Op 20 september 2022 heeft het College van Beroep voor het bedrijfsleven uitspraak gedaan in de zaak van [naam 1] h.o.d.n. [naam 2], appellant, tegen de minister van Economische Zaken en Klimaat. Appellant had verzet aangetekend tegen een eerdere uitspraak van het College van 17 mei 2022, waarin zijn beroep tegen het besluit van de minister van 5 november 2021 ongegrond was verklaard. Dit besluit verklaarde het bezwaar van appellant tegen een eerder besluit van 10 juni 2021 niet-ontvankelijk wegens overschrijding van de bezwaartermijn.
De bezwaartermijn eindigde op 22 juli 2021, maar het bezwaarschrift van appellant werd pas op 29 september 2021 ontvangen, wat veel te laat was. In zijn verzet voerde appellant aan dat hij op de laatste dag van de termijn bezwaar had gemaakt, maar het College stelde vast dat deze termijn niet was verlengd en dat appellant niet tijdig bezwaar had gemaakt tegen het besluit van 10 juni 2021. Het College concludeerde dat appellant geen argumenten had aangedragen die zouden kunnen leiden tot een andere conclusie.

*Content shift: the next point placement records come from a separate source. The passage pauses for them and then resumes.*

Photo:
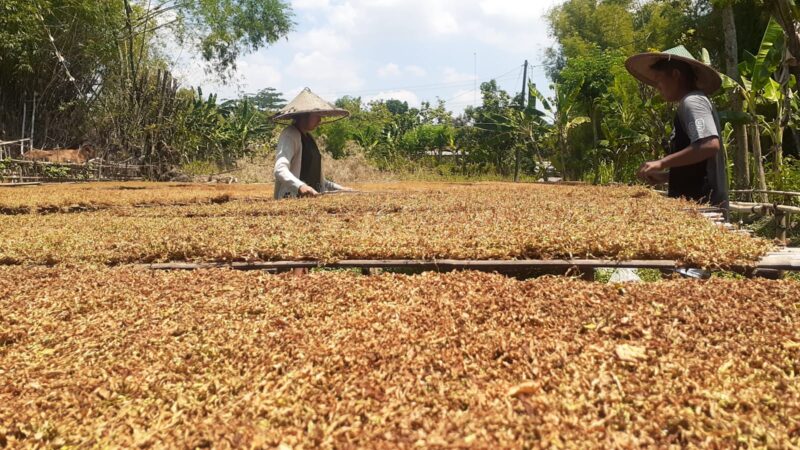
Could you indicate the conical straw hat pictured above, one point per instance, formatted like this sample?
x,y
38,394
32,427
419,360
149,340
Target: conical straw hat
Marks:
x,y
308,102
640,66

Daarom werd het verzet ongegrond verklaard, wat betekent dat het beroep van appellant niet inhoudelijk werd behandeld en de zaak met deze uitspraak is geëindigd. De minister werd niet verplicht om proceskosten te vergoeden. De uitspraak werd gedaan door mr. T.G.M. Simons, in aanwezigheid van griffier H.L.A. Kleinjans.